The booze industry too is currently beset with problems. Binge drinking by those too young to be drinking at all, anti-social behaviour in our towns and cities after too much drink. The cost of all that to the NHS. Yes…they too have their fair share of bad news to cope with. How do they respond….? Do they emphasise the quality of their products? The taste? The differences? The varieties from all over the world? No they put on bottles and other publicity sites the plea to “Drink responsibly”….then at every checkout point in every supermarket and off-licence they place huge piles of multi-pack beers, lagers, wines and spirits all offered half price or less. Then complain when pubs are forced to close through lack of business. Fortunately pub owners have seen the writing on the wall and have set about changing the face of their pubs and re-inventing the pub as a meeting place. As in every business the best will survive and the others won’t.
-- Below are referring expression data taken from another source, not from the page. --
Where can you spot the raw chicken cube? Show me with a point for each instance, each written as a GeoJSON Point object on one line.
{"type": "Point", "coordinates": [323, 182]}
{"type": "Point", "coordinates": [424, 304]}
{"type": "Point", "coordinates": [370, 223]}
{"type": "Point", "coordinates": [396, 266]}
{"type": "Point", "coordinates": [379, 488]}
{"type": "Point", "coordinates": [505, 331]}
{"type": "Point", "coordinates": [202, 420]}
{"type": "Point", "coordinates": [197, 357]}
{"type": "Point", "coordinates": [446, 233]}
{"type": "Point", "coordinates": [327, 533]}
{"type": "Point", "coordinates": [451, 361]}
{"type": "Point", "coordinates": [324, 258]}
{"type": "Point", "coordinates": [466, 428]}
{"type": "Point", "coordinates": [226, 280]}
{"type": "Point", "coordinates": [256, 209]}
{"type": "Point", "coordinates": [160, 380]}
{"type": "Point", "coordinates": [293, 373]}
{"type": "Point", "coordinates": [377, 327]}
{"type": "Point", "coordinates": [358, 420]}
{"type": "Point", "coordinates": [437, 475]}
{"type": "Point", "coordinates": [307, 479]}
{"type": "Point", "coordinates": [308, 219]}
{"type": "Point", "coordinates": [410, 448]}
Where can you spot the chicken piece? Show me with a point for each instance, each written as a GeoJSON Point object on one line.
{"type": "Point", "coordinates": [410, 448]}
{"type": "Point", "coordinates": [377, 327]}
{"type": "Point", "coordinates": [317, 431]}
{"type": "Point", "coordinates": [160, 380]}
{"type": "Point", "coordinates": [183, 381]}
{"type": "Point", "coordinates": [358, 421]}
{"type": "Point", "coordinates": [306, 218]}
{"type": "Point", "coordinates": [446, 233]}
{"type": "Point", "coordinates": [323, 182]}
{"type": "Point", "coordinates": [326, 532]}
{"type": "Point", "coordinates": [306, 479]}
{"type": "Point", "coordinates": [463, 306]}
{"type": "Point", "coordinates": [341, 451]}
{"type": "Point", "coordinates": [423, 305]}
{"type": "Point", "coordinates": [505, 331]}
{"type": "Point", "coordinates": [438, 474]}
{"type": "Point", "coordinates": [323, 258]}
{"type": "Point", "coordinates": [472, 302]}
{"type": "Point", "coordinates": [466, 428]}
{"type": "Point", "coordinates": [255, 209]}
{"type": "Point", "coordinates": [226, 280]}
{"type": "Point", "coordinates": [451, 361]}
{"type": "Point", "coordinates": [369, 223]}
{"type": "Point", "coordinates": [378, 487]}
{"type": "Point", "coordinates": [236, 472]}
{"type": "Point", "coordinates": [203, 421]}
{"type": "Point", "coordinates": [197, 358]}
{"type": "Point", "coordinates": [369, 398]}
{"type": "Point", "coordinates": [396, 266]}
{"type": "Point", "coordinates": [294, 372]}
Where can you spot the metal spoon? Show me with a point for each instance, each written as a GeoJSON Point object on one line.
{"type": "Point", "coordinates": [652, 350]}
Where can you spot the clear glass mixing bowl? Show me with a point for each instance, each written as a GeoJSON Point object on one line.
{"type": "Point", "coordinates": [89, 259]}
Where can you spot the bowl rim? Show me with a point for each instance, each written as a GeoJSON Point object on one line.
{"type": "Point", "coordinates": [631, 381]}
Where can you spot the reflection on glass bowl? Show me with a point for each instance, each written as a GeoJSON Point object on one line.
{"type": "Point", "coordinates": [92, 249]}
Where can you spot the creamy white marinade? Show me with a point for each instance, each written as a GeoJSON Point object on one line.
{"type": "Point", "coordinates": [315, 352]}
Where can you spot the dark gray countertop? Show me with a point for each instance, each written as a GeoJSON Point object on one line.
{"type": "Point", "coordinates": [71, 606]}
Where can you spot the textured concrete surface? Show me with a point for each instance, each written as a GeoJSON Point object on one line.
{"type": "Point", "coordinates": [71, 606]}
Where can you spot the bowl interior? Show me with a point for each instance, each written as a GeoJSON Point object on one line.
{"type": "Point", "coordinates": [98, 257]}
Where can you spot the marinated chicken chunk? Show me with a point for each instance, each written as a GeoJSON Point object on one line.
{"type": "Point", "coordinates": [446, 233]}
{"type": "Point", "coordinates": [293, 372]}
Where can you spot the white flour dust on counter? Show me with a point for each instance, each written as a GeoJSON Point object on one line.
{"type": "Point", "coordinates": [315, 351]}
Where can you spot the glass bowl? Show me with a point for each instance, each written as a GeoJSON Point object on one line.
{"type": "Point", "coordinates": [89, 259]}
So, the lesson that comes out of all this in marketing terms is that to market bad news you must focus attention on the very worst news available, then present your particular packet of misery as being “The Truth spelt out to intelligent people in an honest and open way” and of course point out that it is much less threatening than the rest of the horrors around. In other words you try to convince everyone that the bad news you are presenting is really good news in disguise because having discovered what’s wrong, all can now be rectified. How? By hard work and sacrifice by everyone. Yeah!